I thought the idea of expanding the field to ten nominations was to pass around a little nomination-love to five soft contenders — i.e., the bottom five. Movies like The Dark Knight that were highly popular with the public but which didn’t fit the mold of a typical Best Picture contender. Or for movies which met some of the criteria (well-crafted story, stirring emotional theme, great performances, “important” subject) but didn’t quite have across-the-board acclaim. Or movies that are highly admired but considered to be worthy on a 7 or 8 or 8.5 level rather than a 9 or 10 level.

All that appears to be out the window now. Now to get a Best Picture nomination you’ll need 5% of Academy voters declaring on their ballot that your film is the absolute best of the year. This means that a lot of very good, perhaps less emotional, perhaps more “art for art’s sake”-type films (which are rarely embraced by the blue-hairs) aren’t going to make the cut.

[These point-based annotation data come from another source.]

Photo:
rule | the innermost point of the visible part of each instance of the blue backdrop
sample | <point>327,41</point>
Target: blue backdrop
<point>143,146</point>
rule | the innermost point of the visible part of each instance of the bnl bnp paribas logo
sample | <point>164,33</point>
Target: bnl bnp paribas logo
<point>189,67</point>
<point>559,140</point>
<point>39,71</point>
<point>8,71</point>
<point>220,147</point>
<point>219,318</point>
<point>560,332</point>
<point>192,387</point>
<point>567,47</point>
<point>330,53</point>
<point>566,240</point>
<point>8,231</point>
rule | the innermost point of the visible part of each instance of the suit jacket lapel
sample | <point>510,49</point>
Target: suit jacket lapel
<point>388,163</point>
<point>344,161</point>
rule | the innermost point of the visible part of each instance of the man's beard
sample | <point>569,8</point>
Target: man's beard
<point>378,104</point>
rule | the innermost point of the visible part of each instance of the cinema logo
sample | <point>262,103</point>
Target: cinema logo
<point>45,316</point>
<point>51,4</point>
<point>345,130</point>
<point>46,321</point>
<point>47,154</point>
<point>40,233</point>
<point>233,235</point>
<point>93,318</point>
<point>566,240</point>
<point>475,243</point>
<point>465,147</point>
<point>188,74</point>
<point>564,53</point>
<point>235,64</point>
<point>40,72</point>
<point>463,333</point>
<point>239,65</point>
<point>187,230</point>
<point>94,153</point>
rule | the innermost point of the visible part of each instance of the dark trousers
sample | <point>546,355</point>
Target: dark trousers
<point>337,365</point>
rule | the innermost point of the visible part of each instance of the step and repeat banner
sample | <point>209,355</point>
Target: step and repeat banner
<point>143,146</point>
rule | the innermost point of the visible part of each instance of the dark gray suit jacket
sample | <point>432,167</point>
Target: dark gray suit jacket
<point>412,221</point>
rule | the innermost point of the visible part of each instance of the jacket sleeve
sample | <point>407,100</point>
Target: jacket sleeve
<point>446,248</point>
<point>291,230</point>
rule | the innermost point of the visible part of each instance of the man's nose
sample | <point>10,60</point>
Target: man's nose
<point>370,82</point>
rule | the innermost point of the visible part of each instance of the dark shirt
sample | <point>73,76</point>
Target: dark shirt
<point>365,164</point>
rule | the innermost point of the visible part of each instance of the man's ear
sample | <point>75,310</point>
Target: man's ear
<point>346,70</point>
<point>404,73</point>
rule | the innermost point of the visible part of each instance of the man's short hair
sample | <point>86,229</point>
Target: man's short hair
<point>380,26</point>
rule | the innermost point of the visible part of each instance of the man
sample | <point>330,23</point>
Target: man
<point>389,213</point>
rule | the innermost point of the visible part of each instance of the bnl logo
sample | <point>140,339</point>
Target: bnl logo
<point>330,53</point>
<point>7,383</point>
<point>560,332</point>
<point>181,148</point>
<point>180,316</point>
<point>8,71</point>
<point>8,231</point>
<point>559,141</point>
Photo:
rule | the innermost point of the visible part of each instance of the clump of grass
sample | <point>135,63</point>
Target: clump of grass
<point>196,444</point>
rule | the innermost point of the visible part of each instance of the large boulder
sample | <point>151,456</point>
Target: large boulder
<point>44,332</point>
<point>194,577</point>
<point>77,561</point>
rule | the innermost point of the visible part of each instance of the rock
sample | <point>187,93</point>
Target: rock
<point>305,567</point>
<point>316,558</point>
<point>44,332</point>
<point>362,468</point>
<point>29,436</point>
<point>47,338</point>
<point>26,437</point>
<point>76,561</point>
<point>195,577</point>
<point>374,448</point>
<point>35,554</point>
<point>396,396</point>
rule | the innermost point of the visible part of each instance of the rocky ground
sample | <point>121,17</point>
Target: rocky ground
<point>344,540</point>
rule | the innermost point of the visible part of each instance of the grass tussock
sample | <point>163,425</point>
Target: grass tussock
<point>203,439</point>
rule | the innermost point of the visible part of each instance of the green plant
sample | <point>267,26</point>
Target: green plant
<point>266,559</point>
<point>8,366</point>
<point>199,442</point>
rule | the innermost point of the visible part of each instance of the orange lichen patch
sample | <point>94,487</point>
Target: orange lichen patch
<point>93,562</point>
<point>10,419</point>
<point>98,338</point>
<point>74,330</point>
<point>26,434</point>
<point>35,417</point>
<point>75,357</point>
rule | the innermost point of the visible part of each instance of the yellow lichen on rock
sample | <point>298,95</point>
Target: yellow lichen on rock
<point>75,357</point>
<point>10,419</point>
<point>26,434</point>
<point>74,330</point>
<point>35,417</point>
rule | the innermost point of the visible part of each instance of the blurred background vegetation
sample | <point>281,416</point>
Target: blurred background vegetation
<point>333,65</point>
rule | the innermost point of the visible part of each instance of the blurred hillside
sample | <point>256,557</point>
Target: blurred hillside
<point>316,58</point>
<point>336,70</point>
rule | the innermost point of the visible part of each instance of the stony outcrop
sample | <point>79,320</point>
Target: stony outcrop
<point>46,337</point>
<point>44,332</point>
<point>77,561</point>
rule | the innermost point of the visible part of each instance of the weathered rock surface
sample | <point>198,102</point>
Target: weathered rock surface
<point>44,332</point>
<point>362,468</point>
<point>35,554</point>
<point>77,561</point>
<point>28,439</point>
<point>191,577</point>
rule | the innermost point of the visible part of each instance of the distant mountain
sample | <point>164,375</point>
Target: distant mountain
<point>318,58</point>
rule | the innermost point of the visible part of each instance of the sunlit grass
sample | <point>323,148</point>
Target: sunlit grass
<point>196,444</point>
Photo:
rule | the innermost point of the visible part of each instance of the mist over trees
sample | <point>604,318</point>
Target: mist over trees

The new system favors those older Academy members with lazy attitudes who’ve complained over the last two years that they find it hard to come up with ten nominees. Every year I come up with 20 to 25 films that range from excellent to very good to highly respectable.

Deadline‘s Pete Hammond wrote last night that “with the [2009 addition] of 10 nominees, such popular box office hits as Up, The Blind Side, District 9 and Inception earned Best Pic stripes, [but] they likely would not have received if only five films had been eligible.” The new “merit system” pretty much boil things down to a five- or-six- or-seven-nomination finale.